7.1 Acute Kidney Injury, Electrolytes & Acid-Base
Key Takeaways
- Prerenal AKI shows BUN:creatinine >20:1, FENa <1%, and urine sodium <20 mEq/L; intrarenal (ATN) shows muddy-brown casts, FENa >2%, and urine sodium >40 mEq/L.
- KDIGO Stage 1 AKI = creatinine rise >=0.3 mg/dL in 48 hours (or 1.5x baseline) or urine output <0.5 mL/kg/h for 6-12 hours; oliguria is <400-500 mL/day.
- In symptomatic hyperkalemia with ECG changes, IV calcium gluconate/chloride is given FIRST to stabilize the myocardium; it does not lower serum potassium.
- Severe hyponatremia is corrected no faster than ~8 mEq/L per 24 hours to avoid osmotic demyelination syndrome (central pontine myelinolysis).
- Anion gap = Na - (Cl + HCO3); normal is 8-12, and a high gap points to DKA, lactic acidosis, uremia, or toxins.
Acute Kidney Injury: Classifying the Insult
Acute kidney injury (AKI) is an abrupt (hours to days) fall in renal function marked by retention of nitrogenous waste and loss of fluid, electrolyte, and acid-base control. On the CCRN, AKI lives inside the 21% cross-system domain, and almost every item hinges on naming the category of injury, because the category dictates the intervention.
The Three Categories
Prerenal AKI comes from decreased renal perfusion - hypovolemia, hemorrhage, heart failure, sepsis/vasodilation, or renal artery stenosis. The nephrons are structurally intact, so restoring perfusion (crystalloid for hypovolemia, cardiac output for heart failure) reverses it. Laboratory clues: BUN:creatinine ratio >20:1, urine sodium <20 mEq/L, fractional excretion of sodium (FENa) <1%, and concentrated urine with high specific gravity.

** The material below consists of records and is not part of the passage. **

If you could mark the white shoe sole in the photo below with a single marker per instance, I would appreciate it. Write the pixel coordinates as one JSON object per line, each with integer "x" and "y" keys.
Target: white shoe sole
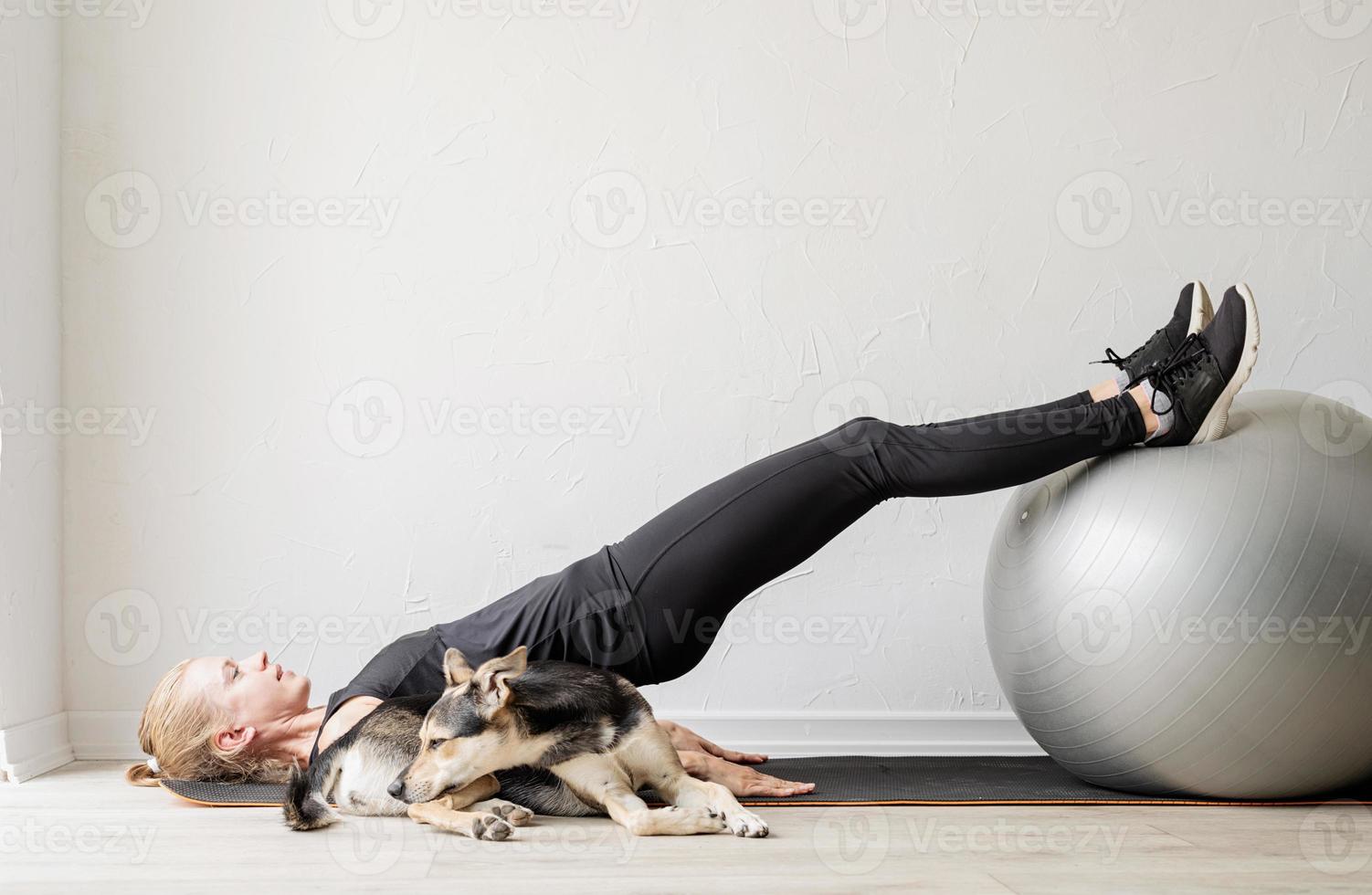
{"x": 1201, "y": 311}
{"x": 1218, "y": 420}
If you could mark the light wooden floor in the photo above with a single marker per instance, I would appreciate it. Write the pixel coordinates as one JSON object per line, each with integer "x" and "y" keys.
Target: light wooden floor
{"x": 82, "y": 828}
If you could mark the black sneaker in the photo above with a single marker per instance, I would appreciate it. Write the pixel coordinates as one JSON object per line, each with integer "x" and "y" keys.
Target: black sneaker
{"x": 1191, "y": 316}
{"x": 1207, "y": 373}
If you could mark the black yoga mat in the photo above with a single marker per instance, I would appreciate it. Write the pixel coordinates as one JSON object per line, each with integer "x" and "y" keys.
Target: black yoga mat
{"x": 868, "y": 780}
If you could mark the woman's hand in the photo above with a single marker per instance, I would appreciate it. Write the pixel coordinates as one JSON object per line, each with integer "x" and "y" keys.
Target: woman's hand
{"x": 686, "y": 740}
{"x": 741, "y": 781}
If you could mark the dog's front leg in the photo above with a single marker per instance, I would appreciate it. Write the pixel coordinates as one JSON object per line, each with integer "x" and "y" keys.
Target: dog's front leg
{"x": 600, "y": 780}
{"x": 448, "y": 812}
{"x": 476, "y": 798}
{"x": 478, "y": 826}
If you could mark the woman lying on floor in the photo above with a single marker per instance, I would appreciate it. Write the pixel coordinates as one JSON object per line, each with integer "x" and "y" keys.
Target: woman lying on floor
{"x": 649, "y": 605}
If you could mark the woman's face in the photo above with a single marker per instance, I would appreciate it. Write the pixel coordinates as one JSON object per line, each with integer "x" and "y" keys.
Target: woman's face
{"x": 253, "y": 692}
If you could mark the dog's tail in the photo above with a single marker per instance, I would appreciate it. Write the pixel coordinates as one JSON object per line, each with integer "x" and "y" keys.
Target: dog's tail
{"x": 305, "y": 806}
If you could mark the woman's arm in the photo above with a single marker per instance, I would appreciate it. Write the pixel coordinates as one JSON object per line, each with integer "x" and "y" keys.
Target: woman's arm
{"x": 707, "y": 761}
{"x": 741, "y": 781}
{"x": 685, "y": 739}
{"x": 346, "y": 717}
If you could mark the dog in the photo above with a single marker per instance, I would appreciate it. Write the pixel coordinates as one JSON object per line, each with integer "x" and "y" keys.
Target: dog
{"x": 552, "y": 737}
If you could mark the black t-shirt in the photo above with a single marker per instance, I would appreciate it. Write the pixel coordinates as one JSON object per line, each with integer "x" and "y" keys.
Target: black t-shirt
{"x": 410, "y": 666}
{"x": 581, "y": 614}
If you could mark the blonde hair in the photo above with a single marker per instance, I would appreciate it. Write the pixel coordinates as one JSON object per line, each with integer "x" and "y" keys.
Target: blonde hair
{"x": 179, "y": 731}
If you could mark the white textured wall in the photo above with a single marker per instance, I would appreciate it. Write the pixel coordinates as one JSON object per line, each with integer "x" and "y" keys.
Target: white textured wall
{"x": 30, "y": 461}
{"x": 275, "y": 357}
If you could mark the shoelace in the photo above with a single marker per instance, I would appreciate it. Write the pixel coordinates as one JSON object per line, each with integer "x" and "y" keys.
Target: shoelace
{"x": 1170, "y": 374}
{"x": 1121, "y": 363}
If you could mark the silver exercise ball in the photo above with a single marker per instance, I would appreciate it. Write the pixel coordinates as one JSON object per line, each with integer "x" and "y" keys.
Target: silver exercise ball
{"x": 1198, "y": 621}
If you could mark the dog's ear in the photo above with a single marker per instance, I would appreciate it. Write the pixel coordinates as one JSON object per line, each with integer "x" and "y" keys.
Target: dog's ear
{"x": 456, "y": 669}
{"x": 494, "y": 676}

Intrarenal (intrinsic) AKI is direct parenchymal damage, most often acute tubular necrosis (ATN) from prolonged ischemia or nephrotoxins (aminoglycosides, IV contrast, or myoglobin from rhabdomyolysis). Urine shows muddy-brown granular casts, urine sodium >40 mEq/L, FENa >2%, and a BUN:creatinine ratio nearer 10-15:1 because damaged tubules cannot reabsorb sodium or urea.
Postrenal AKI is mechanical obstruction below the kidney - benign prostatic hyperplasia, tumor, bilateral stones, or a clotted or kinked Foley catheter. The fix is to relieve the obstruction; suspect it when sudden anuria alternates with polyuria.
Staging and Baseline Numbers
Three consensus systems stage AKI: RIFLE (Risk, Injury, Failure, Loss, End-stage), AKIN, and the current standard KDIGO. KDIGO Stage 1 = creatinine rise >=0.3 mg/dL in 48 hours or 1.5-1.9x baseline, or urine output <0.5 mL/kg/h for 6-12 hours. Oliguria is <400-500 mL/day; anuria is <100 mL/day. Normal BUN is 10-20 mg/dL and creatinine 0.6-1.2 mg/dL. Classic ATN evolves through onset, an oliguric phase, a diuretic phase (where the danger flips to hypokalemia and dehydration), and recovery.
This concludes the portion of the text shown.